See Chapter 11 in The Art of R Programming, Chapter 7 in The R Cookbook, Section 2.12 in The R Book (in particular, sections 2.12.5 – 2.12.13). Good discussion of regular expression in sections 7.4-7.8 of Data Manipulation with R. Also see this example on how to melt the dataset.
Set-up
library(stringr)
x <- " This isn't my Sent$*&ence76 \nand this is a newline (or so I am told), isn't it? "
Split it!
strsplit splits by an element, returning a list. The second argument of strsplit is very powerful, as it can be a regex. May then use unlist
y <- strsplit(x," "); y
## [[1]]
## [1] "" "" "This" "isn't"
## [5] "my" "Sent$*&ence76" "\nand" "this"
## [9] "is" "a" "" ""
## [13] "newline" "(or" "so" "I"
## [17] "am" "told)," "isn't" "it?"
## [21] "" "" "" ""
## [25] "" "" "" ""
## [29] "" "" ""
str(y)
## List of 1
## $ : chr [1:31] "" "" "This" "isn't" ...
uyy <- unlist(y) ##simplifies the list into a vector of all its atomic components
uyy
## [1] "" "" "This" "isn't"
## [5] "my" "Sent$*&ence76" "\nand" "this"
## [9] "is" "a" "" ""
## [13] "newline" "(or" "so" "I"
## [17] "am" "told)," "isn't" "it?"
## [21] "" "" "" ""
## [25] "" "" "" ""
## [29] "" "" ""
How many times was each character used in the phrase?
table(strsplit(x, character(0)))
##
## \n , ? ' ( ) * & $ 6 7 a c d e h i I l m n o r s S
## 1 31 1 1 2 1 1 1 1 1 1 1 3 1 2 5 2 7 1 2 2 7 3 1 6 1
## t T w y
## 6 1 1 1
How many words of each length are there in our phrase?
table(lapply(strsplit(x, " "), nchar))
##
## 0 1 2 3 4 5 6 7 13
## 15 2 4 2 3 2 1 1 1
Does the phrase contain a certain element?
grep, the global regular expression parser
grep("s ", x)
## [1] 1
grepl("s ", x) #logic
## [1] TRUE
How many times does it occur?
when the target is a vector, grep lists all elements, and length returns the count
grep("s", uyy)
## [1] 3 4 8 9 15 19
length(grep("is", uyy))
## [1] 5
Extract a fragment of the string
substr the substring
substr (x, 3, 7)
## [1] "This "
Format a string to a certain type of output, with sprintf
Examples are from ?sprintf
sprintf("%s is %f feet tall\n", "Sven", 7.1) # OK
## [1] "Sven is 7.100000 feet tall\n"
try(sprintf("%s is %i feet tall\n", "Sven", 7.1)) # only integer-valued reals get coerced to integer.

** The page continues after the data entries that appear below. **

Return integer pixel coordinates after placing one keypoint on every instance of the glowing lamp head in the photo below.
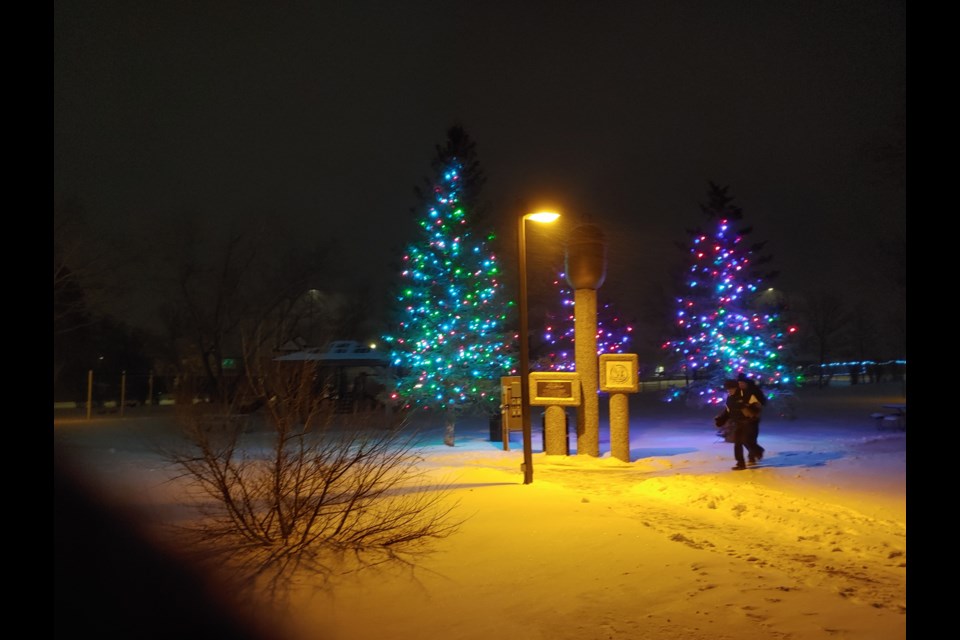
(542, 216)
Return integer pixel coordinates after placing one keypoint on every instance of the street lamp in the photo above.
(542, 216)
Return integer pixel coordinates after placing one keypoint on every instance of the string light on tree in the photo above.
(724, 326)
(452, 342)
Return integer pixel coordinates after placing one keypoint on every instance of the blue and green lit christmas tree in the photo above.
(724, 326)
(453, 341)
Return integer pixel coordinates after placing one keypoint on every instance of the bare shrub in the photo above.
(300, 488)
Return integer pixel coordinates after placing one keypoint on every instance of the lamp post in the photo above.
(542, 216)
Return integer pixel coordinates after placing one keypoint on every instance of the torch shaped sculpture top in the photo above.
(586, 257)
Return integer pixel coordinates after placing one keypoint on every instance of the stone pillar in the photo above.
(620, 427)
(586, 271)
(555, 431)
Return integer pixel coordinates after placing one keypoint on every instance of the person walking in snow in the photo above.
(738, 418)
(752, 399)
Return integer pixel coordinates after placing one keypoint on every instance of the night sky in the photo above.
(323, 116)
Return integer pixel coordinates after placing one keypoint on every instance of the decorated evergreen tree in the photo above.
(452, 341)
(725, 325)
(556, 350)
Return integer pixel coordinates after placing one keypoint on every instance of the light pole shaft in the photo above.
(524, 359)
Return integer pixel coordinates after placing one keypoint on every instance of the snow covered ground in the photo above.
(673, 544)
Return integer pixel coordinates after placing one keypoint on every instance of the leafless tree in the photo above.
(826, 319)
(306, 491)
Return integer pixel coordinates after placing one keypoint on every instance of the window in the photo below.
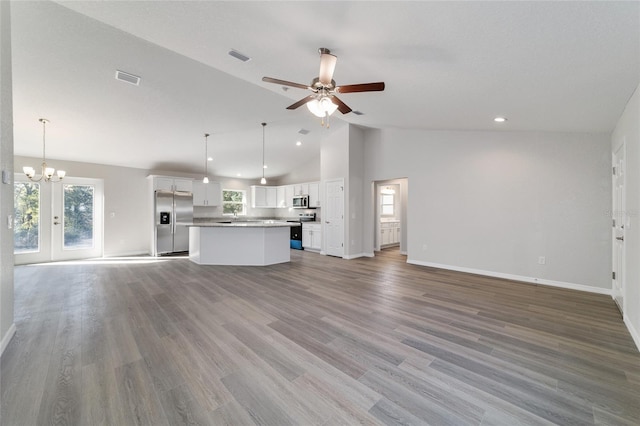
(26, 236)
(387, 204)
(234, 202)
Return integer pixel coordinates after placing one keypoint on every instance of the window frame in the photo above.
(243, 203)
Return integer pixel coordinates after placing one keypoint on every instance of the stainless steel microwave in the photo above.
(301, 202)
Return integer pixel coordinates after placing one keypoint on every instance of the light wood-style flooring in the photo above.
(318, 341)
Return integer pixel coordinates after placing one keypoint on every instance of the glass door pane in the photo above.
(26, 234)
(78, 217)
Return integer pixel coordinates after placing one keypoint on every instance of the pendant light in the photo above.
(206, 160)
(47, 172)
(263, 181)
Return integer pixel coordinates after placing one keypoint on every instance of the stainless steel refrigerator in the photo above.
(173, 209)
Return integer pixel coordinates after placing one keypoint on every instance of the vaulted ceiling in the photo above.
(546, 66)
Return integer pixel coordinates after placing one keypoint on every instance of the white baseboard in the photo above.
(633, 332)
(7, 338)
(355, 256)
(521, 278)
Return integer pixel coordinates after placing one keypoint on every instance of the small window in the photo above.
(387, 204)
(234, 202)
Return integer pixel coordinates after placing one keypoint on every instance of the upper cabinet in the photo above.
(301, 189)
(164, 183)
(264, 196)
(282, 196)
(207, 194)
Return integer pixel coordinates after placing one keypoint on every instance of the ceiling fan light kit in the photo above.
(324, 102)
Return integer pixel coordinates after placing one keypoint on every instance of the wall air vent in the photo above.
(238, 55)
(127, 78)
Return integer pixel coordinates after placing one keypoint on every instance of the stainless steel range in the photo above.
(296, 231)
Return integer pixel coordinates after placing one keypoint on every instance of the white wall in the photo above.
(309, 172)
(7, 327)
(334, 164)
(355, 194)
(493, 202)
(125, 195)
(628, 130)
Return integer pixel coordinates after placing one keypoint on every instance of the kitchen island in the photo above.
(252, 243)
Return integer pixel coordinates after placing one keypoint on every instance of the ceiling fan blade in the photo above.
(285, 83)
(342, 107)
(327, 66)
(365, 87)
(301, 102)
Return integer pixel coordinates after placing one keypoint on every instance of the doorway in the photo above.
(333, 217)
(619, 222)
(390, 206)
(57, 221)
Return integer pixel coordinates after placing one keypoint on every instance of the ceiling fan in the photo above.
(323, 102)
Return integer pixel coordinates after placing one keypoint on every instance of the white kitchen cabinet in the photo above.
(166, 183)
(314, 194)
(289, 192)
(312, 236)
(207, 194)
(264, 196)
(301, 189)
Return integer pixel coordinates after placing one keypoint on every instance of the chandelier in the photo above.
(47, 172)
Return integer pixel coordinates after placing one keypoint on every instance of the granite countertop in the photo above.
(241, 224)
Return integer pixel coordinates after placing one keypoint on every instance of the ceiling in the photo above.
(546, 66)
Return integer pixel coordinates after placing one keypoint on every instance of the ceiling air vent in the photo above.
(128, 78)
(238, 55)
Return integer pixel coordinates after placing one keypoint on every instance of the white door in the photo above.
(57, 221)
(333, 213)
(619, 219)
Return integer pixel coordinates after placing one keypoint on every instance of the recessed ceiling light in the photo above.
(238, 55)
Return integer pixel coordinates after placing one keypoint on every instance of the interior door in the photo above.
(619, 222)
(57, 221)
(334, 218)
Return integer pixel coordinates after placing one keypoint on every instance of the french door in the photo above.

## Error in sprintf("%s is %i feet tall\n", "Sven", 7.1) :
## invalid format '%i'; use format %f, %e, %g or %a for numeric objects
sprintf("%s is %i feet tall\n", "Sven", 7 ) # OK
## [1] "Sven is 7 feet tall\n"
sprintf("%1.f",101)
## [1] "101"
## More sophisticated:
sprintf("min 10-char string '%10s'",
c("a", "ABC", "and an even longer one"))
## [1] "min 10-char string ' a'"
## [2] "min 10-char string ' ABC'"
## [3] "min 10-char string 'and an even longer one'"
n <- 1:10
sprintf(paste("e with %2d digits = %.",n,"g",sep=""), n, exp(1))
## [1] "e with 1 digits = 3" "e with 2 digits = 2.7"
## [3] "e with 3 digits = 2.72" "e with 4 digits = 2.718"
## [5] "e with 5 digits = 2.7183" "e with 6 digits = 2.71828"
## [7] "e with 7 digits = 2.718282" "e with 8 digits = 2.7182818"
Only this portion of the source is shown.